The Muppet Show (1980)

Roger Moore meets Miss Piggy.

“Who are you?”

“Well I’m tonight’s guest star, Roger Moore.”

“That’s funny, I could’ve sworn you were that James Bond fella from the movies.”

Pops the doorman says it for everyone Moore ever met, including the young child who became a scriptwriter and whose story of meeting Moore at an airport in 1983 and then on set for Unicef 20 years later did the rounds on Twitter on Tuesday. Roger Moore was a good sport, in on the joke, a charity worker and an anecdote-teller, ready to be assaulted by Miss Piggy, to trade lame jokes with Kermit and to talk-sing If I Could Talk to the Animals surrounded by muppet sheep, cows and gnus while fending off attacks from muppet spies.

I saw Moore’s Muppets appearance as a kid, on rerun. Later in the 80s I saw him in puppet form on Spitting Image, raising one eyebrow, then the other. I always thought it rather cruel but Moore himself liked the joke. He always did, and was always ready to tell the old jokes once again. In that sense, I’m leaving the Muppet Show appearance here to symbolise the post-Bond years, all 32 of them. No Spice World (1997). And certainly, certainly no Boat Trip (2002).

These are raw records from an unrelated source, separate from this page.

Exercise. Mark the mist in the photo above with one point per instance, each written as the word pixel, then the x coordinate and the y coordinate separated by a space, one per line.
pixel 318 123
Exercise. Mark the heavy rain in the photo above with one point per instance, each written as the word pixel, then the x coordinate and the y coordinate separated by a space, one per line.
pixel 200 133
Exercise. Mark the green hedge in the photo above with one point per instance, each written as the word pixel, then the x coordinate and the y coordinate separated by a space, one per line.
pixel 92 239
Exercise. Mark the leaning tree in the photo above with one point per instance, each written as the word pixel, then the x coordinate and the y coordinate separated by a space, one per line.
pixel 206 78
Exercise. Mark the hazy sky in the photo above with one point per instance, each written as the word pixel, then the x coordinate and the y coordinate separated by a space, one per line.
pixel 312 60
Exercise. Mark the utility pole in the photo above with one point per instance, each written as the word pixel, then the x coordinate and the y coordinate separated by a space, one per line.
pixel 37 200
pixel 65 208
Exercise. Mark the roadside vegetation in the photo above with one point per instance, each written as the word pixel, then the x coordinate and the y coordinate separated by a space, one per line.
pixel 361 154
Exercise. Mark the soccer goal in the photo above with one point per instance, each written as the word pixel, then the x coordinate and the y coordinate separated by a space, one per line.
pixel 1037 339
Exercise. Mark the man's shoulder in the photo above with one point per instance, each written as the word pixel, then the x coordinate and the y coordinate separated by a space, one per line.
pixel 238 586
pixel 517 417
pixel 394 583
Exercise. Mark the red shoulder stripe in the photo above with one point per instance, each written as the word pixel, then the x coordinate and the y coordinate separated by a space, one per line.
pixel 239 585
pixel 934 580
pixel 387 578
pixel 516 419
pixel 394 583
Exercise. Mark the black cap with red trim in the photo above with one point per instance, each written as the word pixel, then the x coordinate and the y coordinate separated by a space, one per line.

Michael Winner’s Memorial Service (2013)

Brydon and Coogan remember.

I hope this isn’t cheating, but given Moore’s output in the last 10 or 15 years – mostly anecdotes, often told in provincial theatres, sometimes told to Piers Morgan – I couldn’t think of a fonder or sadder final clip.

In The Trip to Italy, Rob Brydon and Steve Coogan impersonate Moore and his great friend Michael Caine. There are funnier scenes: in this year’s Trip to Spain, Brydon turns his Moore up to 11 and then carries on, amping it up to about 18. But their conversation about Michael Winner’s memorial service rings with a heavy knell today.

“Michael Caine and Roger Moore were sat there, the two of them,” says Brydon, as mournful piano plays. “And they looked old. Because they are old.”

He switches into Caine: ‘I don’t think we’ve ever been this old, Rog.’”

Coogan, as Moore, responds: “We’ve had a pretty good innings, though, Michael.”

“What’s the matter, Roger?”

“I haven’t the time, Michael. I really haven’t the time.”

“I’ll tell you the time, Rog. It’s getting late. You take my meaning?”

“Ah, Michael.”

On Tuesday, as news of Moore’s death spread, Michael Caine issued a statement.

“I am devastated today at loosing one of my oldest and closest friends ROGER MOORE,” he wrote. “My world will never be the same again.”

  • This article was amended on 25 May 2017. It initially identified a character in For Your Eyes Only as Erich Kriegler. The character in question is in fact Emile Locque.